Ein punktloses Wochenende erlebten unsere 3 Mannschaften im Ligabetrieb. Für unsere Erste ging es nach Wittenberg zur TSG. Ein Gegner, der uns nicht sonderlich liegt, die letzten 6 Ligaduelle gingen allesamt verloren. Nur im Pokal konnten wir uns mal durchsetzen. Trotzdem wähnten wir uns so nah an TSG, wie noch nie und brachten nahezu unsere beste Aufstellung an die Bretter.
Tilo konnte gegen das Londoner System bequem ausgleichen. In angenehmer Stellung übersah er leider einen angegriffenen Zentrumsbauern, der mit Tempo genommen wurde, wodurch unmittelbar noch der zweite Zentrumsbauer verloren ging. Die Partie war dahin. Einen ähnlich großen Bock schoss ich. Ich rechnete minutenlang ein Springeropfer. Beide möglichen Wege führten zu meinem Vorteil. Einen dritten möglichen Vertedigungszug übersah ich völlig und fiel halb vom Stuhl als ihn mein Gegner aufs Brett stellte, ohne viel Gehirnschmalz dafür aufzubringen. Die Stellung war nicht mehr zu retten. Und alles was wir uns vorgenommen hatten, rückte in weite Ferne.
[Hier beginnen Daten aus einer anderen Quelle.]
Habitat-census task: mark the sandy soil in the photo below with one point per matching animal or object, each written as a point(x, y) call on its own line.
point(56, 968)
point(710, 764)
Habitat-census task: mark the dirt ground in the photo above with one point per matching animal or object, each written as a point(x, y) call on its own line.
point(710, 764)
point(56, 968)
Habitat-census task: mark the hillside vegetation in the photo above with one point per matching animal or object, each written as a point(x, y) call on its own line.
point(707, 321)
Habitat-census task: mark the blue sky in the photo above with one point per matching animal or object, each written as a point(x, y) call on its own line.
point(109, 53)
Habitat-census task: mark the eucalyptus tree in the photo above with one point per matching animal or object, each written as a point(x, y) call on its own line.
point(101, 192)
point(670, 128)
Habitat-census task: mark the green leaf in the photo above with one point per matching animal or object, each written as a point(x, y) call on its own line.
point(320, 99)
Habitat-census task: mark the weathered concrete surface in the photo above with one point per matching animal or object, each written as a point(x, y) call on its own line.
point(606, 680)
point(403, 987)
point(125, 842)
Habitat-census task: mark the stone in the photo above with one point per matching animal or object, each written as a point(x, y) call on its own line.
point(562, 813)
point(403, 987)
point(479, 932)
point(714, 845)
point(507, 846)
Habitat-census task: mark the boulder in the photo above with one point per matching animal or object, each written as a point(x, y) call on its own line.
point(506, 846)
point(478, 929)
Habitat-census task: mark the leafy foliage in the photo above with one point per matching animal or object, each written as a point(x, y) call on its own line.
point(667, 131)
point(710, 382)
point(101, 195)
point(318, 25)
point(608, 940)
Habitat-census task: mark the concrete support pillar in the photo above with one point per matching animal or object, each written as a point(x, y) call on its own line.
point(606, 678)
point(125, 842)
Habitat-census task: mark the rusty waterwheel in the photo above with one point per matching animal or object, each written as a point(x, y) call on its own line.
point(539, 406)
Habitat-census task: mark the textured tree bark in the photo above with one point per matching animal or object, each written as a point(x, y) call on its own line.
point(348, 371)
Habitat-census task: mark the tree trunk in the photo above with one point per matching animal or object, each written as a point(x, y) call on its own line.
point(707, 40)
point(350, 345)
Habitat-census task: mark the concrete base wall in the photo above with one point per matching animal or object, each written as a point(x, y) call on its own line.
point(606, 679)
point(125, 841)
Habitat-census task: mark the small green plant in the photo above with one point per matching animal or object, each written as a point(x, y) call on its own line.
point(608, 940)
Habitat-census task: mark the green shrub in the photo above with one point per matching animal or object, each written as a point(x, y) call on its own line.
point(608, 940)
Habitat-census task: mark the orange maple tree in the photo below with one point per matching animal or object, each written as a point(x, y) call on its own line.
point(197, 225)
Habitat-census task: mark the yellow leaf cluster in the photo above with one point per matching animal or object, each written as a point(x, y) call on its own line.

Im Duell der beiden Dirks konnte unser Dirk mit den schwarzen Steinen bequem ausgleichen und begnügte sich alsbald mit der Punkteteilung. Flori rochierte lang und startete einen Angriff am Königsflügel. Der Vorteil wechselte hin und her bis Flori in Zeitnot einen Spieß übersah, der den Turm kostete. Trotz des bitteren Endes konnte Flori erneut nachweisen, dass er gegen DWZ-mäßig deutlich stärkere Spieler inzwischen mithalten kann. Einen starken Sizi-Angriff zeigte uns HaJö. Er ging zwischendrin an einfacheren Gewinnmöglichkeiten vorbei, holte letzlich aber den vollen Punkt. Bei Thomas machten sich die 250 DWZ-Punkte Nachteil diesmal doch recht zügig bemerkbar. Ein bis zwei Ungenauigkeiten reichten aus, um ins Hintertreffen zu geraten. Sein Kontrahent ließ keine Luft mehr ran, womit der Mannschaftskampf beim Zwischenstand von 1,5:4,5 entschieden war.
Ein Leichtfigurenendspiel mit Minusbauer hatte Frank zu verwalten. Er nahm eine Festung ein und ließ seinen Gegner nicht durch. Für Ergebniskosmetik konnte Schöni sorgen. Er hatte im Mittelspiel Glück, dass einer seiner Läufer nicht gefangen wurde, erarbeitete sich dann aber nach und nach kleinere Vorteile und die angenehmere Stellung. Zunächst schenkte Schöni den Vorteil nochmal her, im Turmedspiel setzte er sich dann aber doch durch.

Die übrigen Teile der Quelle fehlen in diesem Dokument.